Una Chiesa arroccata in se stessa, con il solo desiderio di auto-preservarsi e di creare barricate in difesa delle sue posizioni, non è una Chiesa in cammino o, per dirla come Papa Francesco, “una Chiesa in uscita”[3]. Umanamente parlando, quando si presentano nuove sfide, difficili addirittura da comprendere, la reazione istintiva è chiudersi, difendersi, alzare muri, stabilire confini invalicabili. Noi cristiani, però, abbiamo il dovere di sottrarci a questa tentazione e riusciremo a farlo nella misura in cui diventeremo davvero consapevoli che lo Spirito di Dio è attivo ed opera nel mondo: non solo nella Chiesa, ma nel mondo, proprio dentro i cambiamenti e le sfide che ci vengono proposti.
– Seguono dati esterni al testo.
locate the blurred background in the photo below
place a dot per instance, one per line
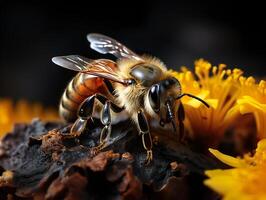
(177, 32)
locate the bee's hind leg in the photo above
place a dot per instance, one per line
(146, 135)
(106, 131)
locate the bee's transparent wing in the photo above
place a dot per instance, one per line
(72, 62)
(99, 68)
(104, 44)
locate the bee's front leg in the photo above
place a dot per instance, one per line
(181, 118)
(84, 114)
(146, 135)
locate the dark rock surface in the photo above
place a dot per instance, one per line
(46, 164)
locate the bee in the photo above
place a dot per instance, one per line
(139, 86)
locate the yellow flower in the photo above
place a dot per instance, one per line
(246, 181)
(230, 95)
(22, 112)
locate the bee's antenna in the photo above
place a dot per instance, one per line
(192, 96)
(171, 116)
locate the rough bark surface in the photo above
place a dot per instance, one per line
(40, 161)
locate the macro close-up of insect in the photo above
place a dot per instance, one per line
(138, 87)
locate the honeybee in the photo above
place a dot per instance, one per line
(139, 86)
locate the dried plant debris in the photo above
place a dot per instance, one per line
(40, 161)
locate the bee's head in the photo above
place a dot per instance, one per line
(160, 90)
(162, 93)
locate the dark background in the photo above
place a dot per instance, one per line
(177, 32)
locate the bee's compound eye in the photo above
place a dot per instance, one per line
(154, 98)
(147, 74)
(131, 82)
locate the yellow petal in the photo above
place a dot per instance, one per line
(229, 160)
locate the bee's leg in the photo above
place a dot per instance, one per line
(106, 121)
(181, 118)
(146, 135)
(84, 114)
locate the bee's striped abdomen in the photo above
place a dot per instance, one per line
(79, 88)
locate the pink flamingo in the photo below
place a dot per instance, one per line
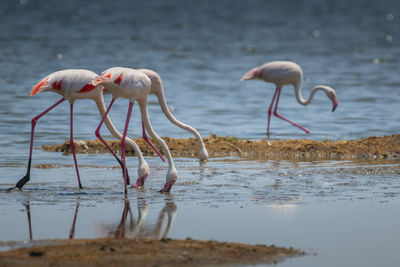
(283, 73)
(135, 85)
(157, 89)
(76, 84)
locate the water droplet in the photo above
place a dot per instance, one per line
(389, 17)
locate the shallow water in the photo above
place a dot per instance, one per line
(335, 214)
(201, 50)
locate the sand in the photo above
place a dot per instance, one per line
(385, 147)
(144, 252)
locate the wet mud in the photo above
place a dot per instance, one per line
(385, 147)
(144, 252)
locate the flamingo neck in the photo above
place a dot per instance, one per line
(164, 107)
(146, 121)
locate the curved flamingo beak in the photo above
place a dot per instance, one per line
(335, 103)
(249, 75)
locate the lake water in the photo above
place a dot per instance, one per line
(201, 49)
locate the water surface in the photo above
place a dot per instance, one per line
(201, 49)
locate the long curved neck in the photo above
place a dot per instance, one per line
(161, 99)
(145, 118)
(110, 126)
(300, 98)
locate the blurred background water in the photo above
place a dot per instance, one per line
(201, 49)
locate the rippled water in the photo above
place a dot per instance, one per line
(201, 49)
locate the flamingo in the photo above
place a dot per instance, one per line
(75, 84)
(136, 85)
(283, 73)
(157, 89)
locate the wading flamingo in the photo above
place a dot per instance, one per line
(135, 85)
(283, 73)
(76, 84)
(157, 89)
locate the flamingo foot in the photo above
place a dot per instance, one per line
(167, 187)
(140, 181)
(12, 189)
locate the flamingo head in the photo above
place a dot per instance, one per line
(203, 154)
(255, 73)
(143, 172)
(101, 80)
(330, 92)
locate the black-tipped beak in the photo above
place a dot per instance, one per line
(335, 104)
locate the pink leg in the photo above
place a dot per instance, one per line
(270, 109)
(71, 143)
(97, 132)
(26, 178)
(72, 232)
(151, 144)
(281, 117)
(28, 213)
(123, 144)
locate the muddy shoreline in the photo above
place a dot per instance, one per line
(384, 147)
(144, 252)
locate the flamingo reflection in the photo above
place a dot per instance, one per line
(138, 228)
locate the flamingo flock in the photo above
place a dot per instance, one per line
(136, 85)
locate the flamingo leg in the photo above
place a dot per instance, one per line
(283, 118)
(97, 132)
(270, 109)
(71, 143)
(150, 143)
(28, 213)
(72, 232)
(123, 143)
(26, 178)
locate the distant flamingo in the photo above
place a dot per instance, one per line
(75, 84)
(282, 73)
(135, 85)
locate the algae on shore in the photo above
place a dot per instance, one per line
(385, 147)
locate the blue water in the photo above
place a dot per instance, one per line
(201, 49)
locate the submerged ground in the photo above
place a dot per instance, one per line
(386, 147)
(283, 191)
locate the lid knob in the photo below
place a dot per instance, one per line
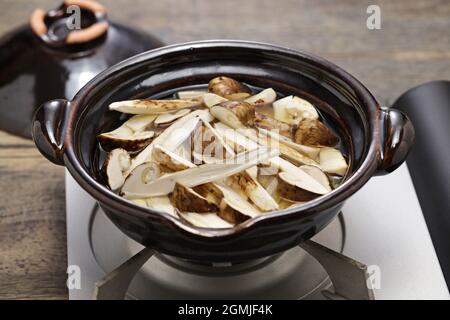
(54, 27)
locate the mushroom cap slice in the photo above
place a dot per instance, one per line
(312, 132)
(264, 97)
(292, 109)
(228, 87)
(332, 161)
(205, 220)
(236, 114)
(153, 106)
(186, 199)
(117, 163)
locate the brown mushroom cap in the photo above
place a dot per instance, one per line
(228, 88)
(187, 200)
(312, 132)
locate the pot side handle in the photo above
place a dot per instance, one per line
(49, 127)
(397, 138)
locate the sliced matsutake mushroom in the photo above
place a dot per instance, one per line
(190, 94)
(242, 182)
(162, 204)
(167, 118)
(205, 220)
(170, 160)
(125, 138)
(285, 150)
(131, 135)
(153, 106)
(311, 152)
(312, 132)
(292, 110)
(236, 114)
(171, 137)
(211, 99)
(143, 174)
(265, 122)
(186, 199)
(229, 88)
(317, 174)
(209, 191)
(332, 161)
(140, 122)
(264, 97)
(209, 144)
(135, 187)
(300, 187)
(116, 165)
(234, 208)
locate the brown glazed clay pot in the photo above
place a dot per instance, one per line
(44, 60)
(377, 141)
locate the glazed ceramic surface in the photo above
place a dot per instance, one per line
(376, 141)
(34, 69)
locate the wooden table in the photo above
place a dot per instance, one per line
(412, 47)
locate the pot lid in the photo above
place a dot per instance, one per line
(58, 52)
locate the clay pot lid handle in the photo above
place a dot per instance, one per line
(97, 29)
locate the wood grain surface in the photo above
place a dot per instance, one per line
(412, 47)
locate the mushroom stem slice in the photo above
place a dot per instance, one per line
(140, 122)
(235, 209)
(304, 182)
(205, 220)
(190, 94)
(116, 164)
(125, 139)
(332, 161)
(318, 175)
(165, 137)
(264, 97)
(311, 152)
(170, 160)
(228, 87)
(134, 187)
(286, 151)
(313, 132)
(265, 122)
(292, 110)
(167, 118)
(161, 204)
(186, 199)
(210, 191)
(130, 135)
(211, 99)
(236, 114)
(153, 106)
(243, 182)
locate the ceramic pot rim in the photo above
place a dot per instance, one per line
(107, 198)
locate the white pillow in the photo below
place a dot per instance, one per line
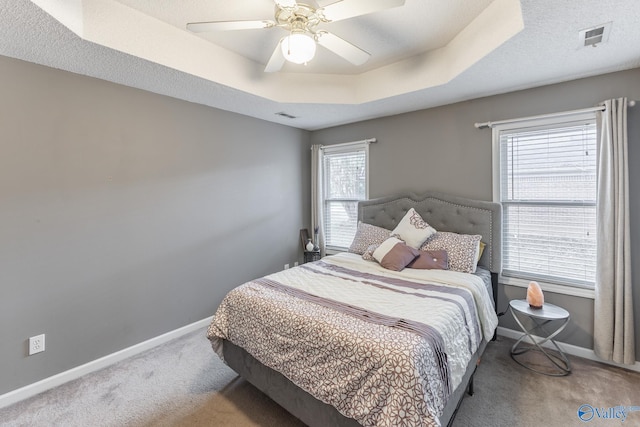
(413, 229)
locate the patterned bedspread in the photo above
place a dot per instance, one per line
(383, 347)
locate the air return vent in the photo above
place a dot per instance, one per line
(594, 35)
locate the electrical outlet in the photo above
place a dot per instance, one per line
(36, 344)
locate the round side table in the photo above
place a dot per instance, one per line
(541, 318)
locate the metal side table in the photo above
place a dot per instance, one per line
(541, 317)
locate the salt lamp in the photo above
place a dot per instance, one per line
(535, 297)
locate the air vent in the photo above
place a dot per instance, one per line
(595, 35)
(288, 116)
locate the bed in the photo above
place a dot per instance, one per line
(345, 341)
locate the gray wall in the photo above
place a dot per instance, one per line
(125, 214)
(440, 149)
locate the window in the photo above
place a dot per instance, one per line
(345, 182)
(546, 182)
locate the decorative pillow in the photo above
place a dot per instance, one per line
(430, 260)
(462, 249)
(394, 254)
(368, 254)
(367, 235)
(481, 251)
(413, 229)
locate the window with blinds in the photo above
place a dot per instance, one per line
(345, 173)
(547, 187)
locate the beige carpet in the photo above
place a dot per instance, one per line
(183, 383)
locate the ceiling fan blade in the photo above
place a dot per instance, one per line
(349, 8)
(342, 48)
(286, 4)
(276, 61)
(199, 27)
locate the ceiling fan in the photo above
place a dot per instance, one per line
(301, 21)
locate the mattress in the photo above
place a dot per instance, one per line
(382, 347)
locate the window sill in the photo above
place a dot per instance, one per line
(550, 287)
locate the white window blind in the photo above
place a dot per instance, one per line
(345, 172)
(547, 178)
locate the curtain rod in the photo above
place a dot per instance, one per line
(343, 144)
(544, 116)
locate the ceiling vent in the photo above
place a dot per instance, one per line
(288, 116)
(595, 35)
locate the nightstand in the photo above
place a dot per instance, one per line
(310, 256)
(551, 315)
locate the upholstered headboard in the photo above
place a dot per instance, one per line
(445, 213)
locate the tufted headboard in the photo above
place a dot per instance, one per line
(444, 213)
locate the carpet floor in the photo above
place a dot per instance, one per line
(183, 383)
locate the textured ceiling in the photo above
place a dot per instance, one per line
(423, 54)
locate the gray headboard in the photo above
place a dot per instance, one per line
(444, 213)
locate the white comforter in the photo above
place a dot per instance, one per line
(383, 347)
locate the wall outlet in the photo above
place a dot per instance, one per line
(36, 344)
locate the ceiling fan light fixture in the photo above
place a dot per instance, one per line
(286, 4)
(298, 47)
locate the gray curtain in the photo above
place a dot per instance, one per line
(613, 317)
(316, 195)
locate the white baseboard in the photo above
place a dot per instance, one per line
(574, 350)
(77, 372)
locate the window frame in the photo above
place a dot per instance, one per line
(344, 148)
(548, 121)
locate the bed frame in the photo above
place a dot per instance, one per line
(444, 213)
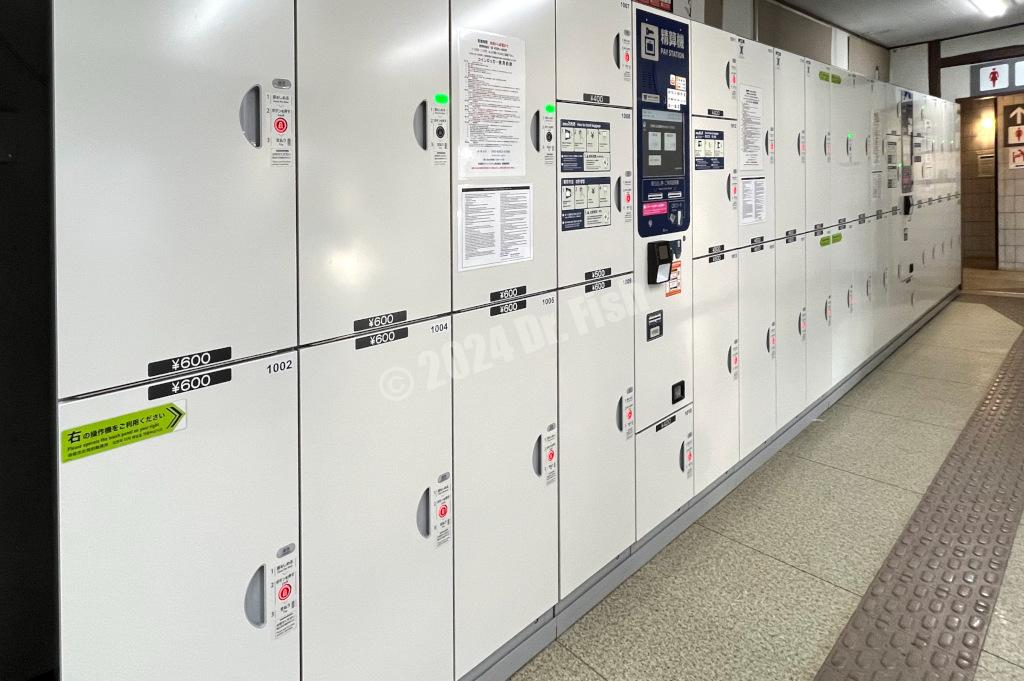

In questa prospettiva, Papa Francesco, durante il suo intervento al Convegno della Chiesa italiana di Firenze, rivolse questo invito: «La Chiesa italiana si lasci portare dal soffio potente e per questo, a volte, inquietante dello Spirito. Assuma sempre lo spirito dei suoi grandi esploratori, che sulle navi sono stati appassionati della navigazione in mare aperto e non spaventati dalle frontiere e dalle tempeste. Sia una Chiesa libera ed aperta alle sfide del presente, mai in difensiva per timore di perdere qualcosa»[1].
Non basta più assumere l’atteggiamento delle sentinelle che, rimanendo dentro la fortezza, osservano dall’alto e giudicano ciò che accade intorno. Oggi bisogna coltivare l’attitudine degli esploratori che si espongono, si mettono in gioco in prima persona, correndo il rischio di sporcarsi le mani e di ferirsi. Come discepoli del Signore dobbiamo essere convinti che non si esce soltanto per dare un’occhiata curiosa senza coinvolgimento e neppure si esce per riportare tutti dentro tramite strategie di proselitismo. Piuttosto, si esce per rimanere “fuori” o, meglio, per rimanere in “diaspora” perché l’ambiente vitale della Chiesa è il “fuori”. Abitare le periferie esistenziali e sociali, dove si trovano gli uomini e le donne in carne ed ossa, così come sono: questo è il nostro compito per il futuro.
[1] Concilio Ecumenico Vaticano II, Costituzione sulla Chiesa nel mondo contemporaneo Gaudium et Spes, n. 1.
[2] Ibidem, n. 1.
[3] Cfr. Francesco, Esortazione Apostolica Evangelii Gaudium, n. 20-24.
[4] Francesco, Discorso ai rappresentanti del V Convegno Nazionale della Chiesa italiana, 10 novembre 2015.